Ao invés de fazer isso, Trump e sua trupe transformaram cada dia das investigações em um episódio diferente de Black Mirror. Enquanto o Departamento de Justiça desvendava suas conexões obscuras, Trump acusava Obama – sem provas – de grampear ilegalmente sua campanha, anunciava demissões espetaculares via Twitter e, ao melhor estilo 5ª série, promovia debates com Kin Jong-Un sobre o tamanho de seu “botão nuclear”.
A imprensa, obrigada por dever de ofício a cobrir tudo, viu sua capacidade analítica ser diluída em um mar de absurdos. O público, por sua vez, acabou tão confuso que, mesmo após a conclusão da investigação, muitos ainda acreditavam que o relatório Mueller teria absolvido Trump (o que é falso).
Agora, mais uma vez sentado na cadeira mais poderosa do planeta, o Nero Laranja promove mais do mesmo. Com toda a pompa e circunstância, Trump anunciou a liberação dos canudos plásticos. Sim, é isso mesmo. Você não leu errado. Enquanto a Europa proíbe plásticos descartáveis e o Painel do Clima alerta para o agravamento das catástrofes climáticas, o Laranjão decidiu que o verdadeiro inimigo dos Estados Unidos são os canudos de papel.
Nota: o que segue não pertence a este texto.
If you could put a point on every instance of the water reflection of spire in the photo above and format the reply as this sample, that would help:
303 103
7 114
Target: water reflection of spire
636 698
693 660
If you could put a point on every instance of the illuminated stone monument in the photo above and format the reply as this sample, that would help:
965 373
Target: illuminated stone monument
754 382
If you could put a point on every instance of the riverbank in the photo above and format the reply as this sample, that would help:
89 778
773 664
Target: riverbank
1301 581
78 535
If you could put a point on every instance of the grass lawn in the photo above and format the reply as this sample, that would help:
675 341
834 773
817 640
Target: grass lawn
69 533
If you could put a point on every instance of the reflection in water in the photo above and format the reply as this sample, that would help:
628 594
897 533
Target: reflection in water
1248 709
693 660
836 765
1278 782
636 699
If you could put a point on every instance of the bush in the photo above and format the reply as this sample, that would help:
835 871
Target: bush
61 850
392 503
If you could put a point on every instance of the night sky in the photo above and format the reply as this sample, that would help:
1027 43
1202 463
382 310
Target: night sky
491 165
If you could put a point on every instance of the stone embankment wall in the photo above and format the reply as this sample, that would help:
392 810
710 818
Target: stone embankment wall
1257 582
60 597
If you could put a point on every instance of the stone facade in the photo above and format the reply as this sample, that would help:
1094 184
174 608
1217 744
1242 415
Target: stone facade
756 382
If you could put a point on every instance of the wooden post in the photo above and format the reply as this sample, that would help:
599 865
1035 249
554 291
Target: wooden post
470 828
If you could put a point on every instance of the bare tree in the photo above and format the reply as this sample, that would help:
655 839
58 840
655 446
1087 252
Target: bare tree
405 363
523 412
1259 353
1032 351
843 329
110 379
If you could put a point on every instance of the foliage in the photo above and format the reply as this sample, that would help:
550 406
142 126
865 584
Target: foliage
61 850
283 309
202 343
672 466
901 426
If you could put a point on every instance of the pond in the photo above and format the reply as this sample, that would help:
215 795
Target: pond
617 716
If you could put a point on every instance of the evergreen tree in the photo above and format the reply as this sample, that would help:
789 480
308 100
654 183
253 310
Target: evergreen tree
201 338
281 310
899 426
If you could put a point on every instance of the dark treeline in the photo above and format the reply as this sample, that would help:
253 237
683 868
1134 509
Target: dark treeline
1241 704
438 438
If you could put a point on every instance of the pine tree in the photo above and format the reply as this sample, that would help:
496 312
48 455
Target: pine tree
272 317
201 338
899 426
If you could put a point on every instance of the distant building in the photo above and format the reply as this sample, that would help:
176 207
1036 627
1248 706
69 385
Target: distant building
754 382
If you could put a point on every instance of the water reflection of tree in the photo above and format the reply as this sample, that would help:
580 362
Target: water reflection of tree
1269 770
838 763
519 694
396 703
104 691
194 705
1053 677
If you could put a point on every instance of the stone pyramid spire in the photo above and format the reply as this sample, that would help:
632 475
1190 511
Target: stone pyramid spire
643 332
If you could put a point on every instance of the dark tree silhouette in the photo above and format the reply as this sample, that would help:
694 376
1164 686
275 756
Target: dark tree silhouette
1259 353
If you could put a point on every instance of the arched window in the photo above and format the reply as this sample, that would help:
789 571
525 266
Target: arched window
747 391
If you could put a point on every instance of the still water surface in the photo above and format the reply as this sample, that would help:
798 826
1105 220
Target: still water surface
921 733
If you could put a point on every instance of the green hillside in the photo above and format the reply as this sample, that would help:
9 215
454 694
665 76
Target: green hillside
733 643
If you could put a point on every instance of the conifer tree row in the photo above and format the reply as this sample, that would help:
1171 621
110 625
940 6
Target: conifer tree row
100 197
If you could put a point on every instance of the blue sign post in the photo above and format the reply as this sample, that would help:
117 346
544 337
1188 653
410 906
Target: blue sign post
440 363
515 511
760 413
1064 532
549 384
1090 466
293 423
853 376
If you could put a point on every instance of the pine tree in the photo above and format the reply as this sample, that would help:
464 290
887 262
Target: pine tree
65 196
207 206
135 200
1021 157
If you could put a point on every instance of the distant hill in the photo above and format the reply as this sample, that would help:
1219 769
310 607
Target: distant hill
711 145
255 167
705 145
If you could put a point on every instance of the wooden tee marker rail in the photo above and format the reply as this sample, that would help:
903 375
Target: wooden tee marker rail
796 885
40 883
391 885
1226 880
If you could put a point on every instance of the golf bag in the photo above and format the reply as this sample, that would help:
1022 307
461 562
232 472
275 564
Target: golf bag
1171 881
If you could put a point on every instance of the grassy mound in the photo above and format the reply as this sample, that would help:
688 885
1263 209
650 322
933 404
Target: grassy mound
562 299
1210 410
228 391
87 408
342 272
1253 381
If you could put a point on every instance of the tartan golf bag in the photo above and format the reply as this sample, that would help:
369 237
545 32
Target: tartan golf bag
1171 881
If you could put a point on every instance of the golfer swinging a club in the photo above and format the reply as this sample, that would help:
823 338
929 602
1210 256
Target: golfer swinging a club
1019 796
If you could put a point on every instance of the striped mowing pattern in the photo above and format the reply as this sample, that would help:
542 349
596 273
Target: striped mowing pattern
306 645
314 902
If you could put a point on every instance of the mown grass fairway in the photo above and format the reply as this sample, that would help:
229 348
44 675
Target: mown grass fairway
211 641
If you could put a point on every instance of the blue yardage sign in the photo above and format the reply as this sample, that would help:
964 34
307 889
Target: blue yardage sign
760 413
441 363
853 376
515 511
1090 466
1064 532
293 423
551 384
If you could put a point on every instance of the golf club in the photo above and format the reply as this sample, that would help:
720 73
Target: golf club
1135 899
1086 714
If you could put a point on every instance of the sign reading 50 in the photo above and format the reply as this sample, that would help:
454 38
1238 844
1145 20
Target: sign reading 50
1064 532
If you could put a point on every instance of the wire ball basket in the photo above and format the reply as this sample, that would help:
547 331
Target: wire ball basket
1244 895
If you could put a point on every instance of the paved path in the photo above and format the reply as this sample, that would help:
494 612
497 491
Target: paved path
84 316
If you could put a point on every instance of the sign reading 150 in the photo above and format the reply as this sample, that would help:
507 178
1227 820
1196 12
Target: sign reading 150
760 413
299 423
A medida executiva, assinada com caneta de ouro, foi comemorada como uma suposta “vitória contra o politicamente correto ambientalista”. Enquanto a mídia debatia se canudos plásticos são mais higiênicos do que os de papel, o Nero dos nossos tempos aprovava a liberação de subsídios bilionários para empresas produtoras de combustíveis fósseis. O resultado? O Twitter virou um campo de batalha entre os “ecochatos” e os “patriotas do plástico”, mas ninguém reparou no cheque de US$ 20 bilhões do Laranjão para financiar perfurações no Ártico.
Bannon e Trump não inventaram a desinformação, mas a elevaram ao estado da arte. Sua tática é eficaz não por ser inteligente, mas por explorar um sistema midiático que confunde volume com relevância. Cada escândalo falso, cada teoria da conspiração, cada tuíte insano, é um tijolo em um muro que separa a política da realidade. Enquanto você discutia se o canudo deve ser flexível ou rígido, mais um ataque era desferido contra a segurança climática do planeta.
Flood the zone with shit: enlouqueça a platéia com manobras diversionistas até que ela passe a aceitar qualquer coisa como normal. Em um mundo no qual a verdade é tratada como “opinião”, o único farol que nos resta parece ser o olfato. É ele, afinal, que nos permite perceber que essa estratégia cheira a enxofre, lixo radioativo e tuítes deletados na calada da noite.
No dia em que a História vier a julgar esta era, será bom que ela traga um canudo longo o bastante para respirar no meio desse esgoto a que nos acostumamos a chamar de “debate público”. A zona já está tão inundada que até a História vai precisar de um respiradouro.